The report contains a sobering introduction from General Peter Chiarelli, the Vice Chief of Staff of the Army, who reports that there were 160 active duty suicides in fiscal 2009 (239 across the total Army including Reserve components).  In addition, there were 146 deaths attributed to “high-risk” behavior and 1,713 attempted suicides.

I echo General Chiarelli’s point: “These are not just statistics, they are our Soldiers.”

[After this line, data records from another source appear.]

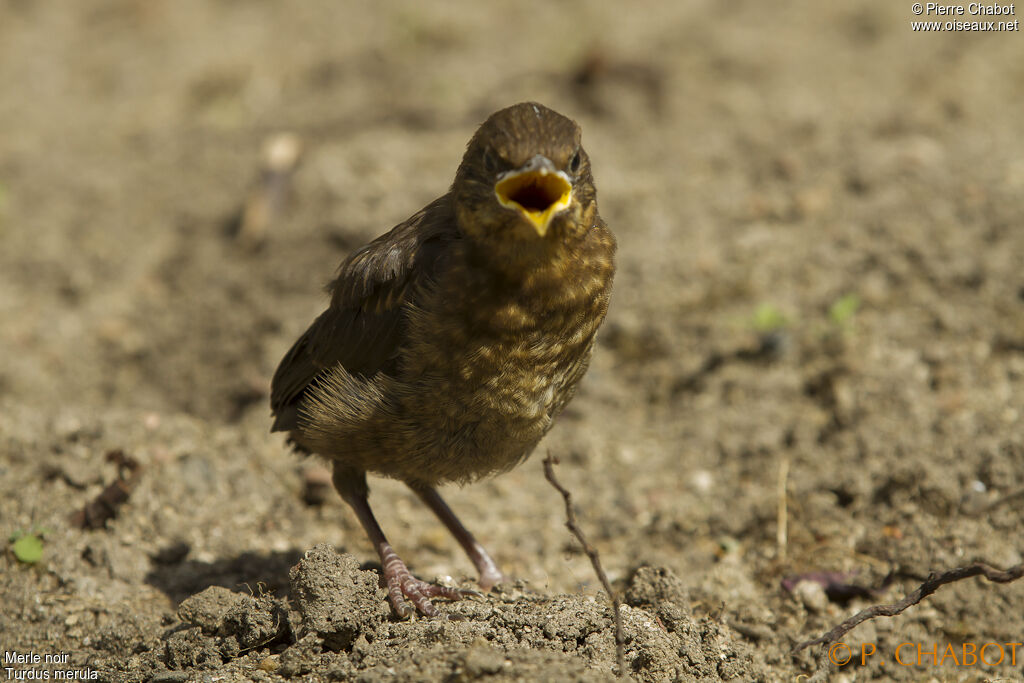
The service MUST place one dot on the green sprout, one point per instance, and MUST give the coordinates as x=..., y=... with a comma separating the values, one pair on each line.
x=843, y=310
x=768, y=318
x=28, y=546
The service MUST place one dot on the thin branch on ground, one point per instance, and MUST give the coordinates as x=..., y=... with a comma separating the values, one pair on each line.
x=931, y=585
x=570, y=523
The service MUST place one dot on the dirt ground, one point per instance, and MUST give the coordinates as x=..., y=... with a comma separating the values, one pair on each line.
x=820, y=217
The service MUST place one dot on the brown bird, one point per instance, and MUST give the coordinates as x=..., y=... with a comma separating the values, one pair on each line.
x=453, y=342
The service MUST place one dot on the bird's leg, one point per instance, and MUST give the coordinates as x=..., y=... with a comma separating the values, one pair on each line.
x=491, y=575
x=351, y=484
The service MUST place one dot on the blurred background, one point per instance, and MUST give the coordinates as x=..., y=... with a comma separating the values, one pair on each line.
x=820, y=217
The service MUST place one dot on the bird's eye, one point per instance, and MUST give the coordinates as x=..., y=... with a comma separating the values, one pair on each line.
x=574, y=162
x=489, y=164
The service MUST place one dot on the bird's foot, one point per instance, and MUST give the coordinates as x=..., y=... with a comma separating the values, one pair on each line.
x=403, y=588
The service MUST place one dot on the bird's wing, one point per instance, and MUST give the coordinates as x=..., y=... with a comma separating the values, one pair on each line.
x=364, y=327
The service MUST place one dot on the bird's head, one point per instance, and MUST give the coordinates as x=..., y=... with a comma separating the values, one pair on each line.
x=524, y=182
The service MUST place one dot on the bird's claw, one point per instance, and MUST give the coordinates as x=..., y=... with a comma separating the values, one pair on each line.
x=409, y=594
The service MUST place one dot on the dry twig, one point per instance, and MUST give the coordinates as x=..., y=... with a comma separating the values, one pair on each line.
x=107, y=504
x=931, y=585
x=570, y=523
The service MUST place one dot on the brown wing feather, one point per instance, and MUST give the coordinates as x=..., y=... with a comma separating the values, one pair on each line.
x=364, y=328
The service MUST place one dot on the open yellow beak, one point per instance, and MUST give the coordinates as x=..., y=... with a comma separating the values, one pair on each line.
x=537, y=190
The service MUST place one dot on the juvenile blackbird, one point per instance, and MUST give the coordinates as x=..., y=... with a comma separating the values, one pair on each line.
x=453, y=341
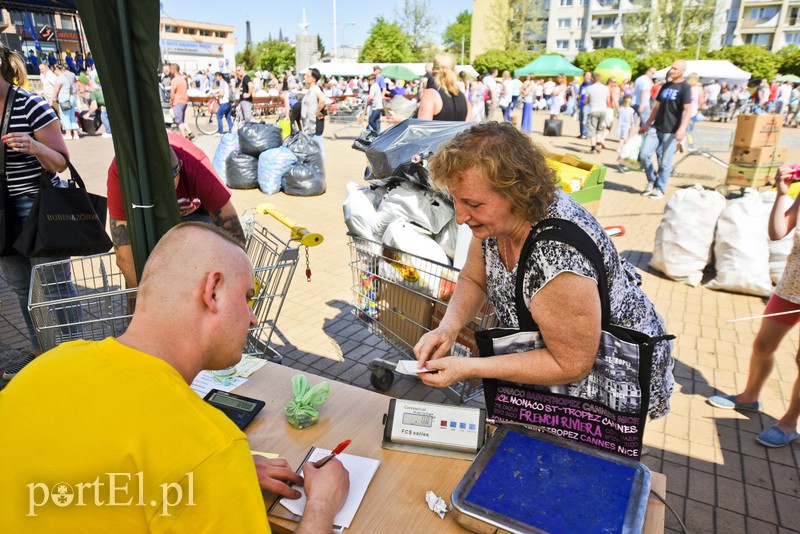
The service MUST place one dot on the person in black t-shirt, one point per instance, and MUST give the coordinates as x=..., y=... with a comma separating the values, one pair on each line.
x=246, y=91
x=665, y=128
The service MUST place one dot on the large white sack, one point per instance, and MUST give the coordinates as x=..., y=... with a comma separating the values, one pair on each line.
x=684, y=239
x=412, y=203
x=741, y=247
x=417, y=266
x=778, y=250
x=359, y=212
x=448, y=238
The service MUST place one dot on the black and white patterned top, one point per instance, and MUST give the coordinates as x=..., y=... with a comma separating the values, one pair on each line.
x=630, y=307
x=30, y=114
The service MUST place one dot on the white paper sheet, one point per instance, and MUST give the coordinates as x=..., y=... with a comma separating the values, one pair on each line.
x=409, y=367
x=361, y=472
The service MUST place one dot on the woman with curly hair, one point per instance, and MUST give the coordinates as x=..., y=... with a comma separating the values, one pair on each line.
x=502, y=187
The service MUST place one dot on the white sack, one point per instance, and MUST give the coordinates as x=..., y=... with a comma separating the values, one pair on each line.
x=684, y=239
x=778, y=250
x=416, y=269
x=411, y=203
x=741, y=248
x=359, y=212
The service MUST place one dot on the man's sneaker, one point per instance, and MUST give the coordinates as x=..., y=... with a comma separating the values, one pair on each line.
x=12, y=370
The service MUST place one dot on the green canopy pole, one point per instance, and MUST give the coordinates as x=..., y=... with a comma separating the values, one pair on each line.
x=124, y=39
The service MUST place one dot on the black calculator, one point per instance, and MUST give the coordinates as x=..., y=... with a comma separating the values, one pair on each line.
x=240, y=409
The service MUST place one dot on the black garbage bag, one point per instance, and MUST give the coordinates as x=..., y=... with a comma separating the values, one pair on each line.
x=305, y=148
x=398, y=144
x=304, y=180
x=363, y=141
x=241, y=171
x=255, y=138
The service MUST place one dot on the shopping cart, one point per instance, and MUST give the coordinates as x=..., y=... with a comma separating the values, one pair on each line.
x=400, y=297
x=351, y=112
x=86, y=298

Among the factors cited in the report that may have contributed to these deaths and high-risk behavior are the following:

  • the rigors of service,
  • repeated deployments,
  • injuries and separation from Family which contribute to:
    • a sense of isolation
    • hopelessness
    • life fatigue

In conclusion, General Chiarelli states that “. . . we must now face the unintended consequences of leading an expeditionary Army than included involuntary enlistment extensions, accelerated promotions, extended deployment rotations, reduced dwell time and potentially diverted focus from leading and caring for soldiers in the post, camp and station environment.  While most have remained resilient through these challenges, others have been pushed to their breaking point.”

Indeed, the “unintended consequences” maybe the most unfortunate outcome of this war in Afghanistan.  We are pleased to see the US Army coming to grips which this serious and debilitating problem for the men and women in uniform and their families.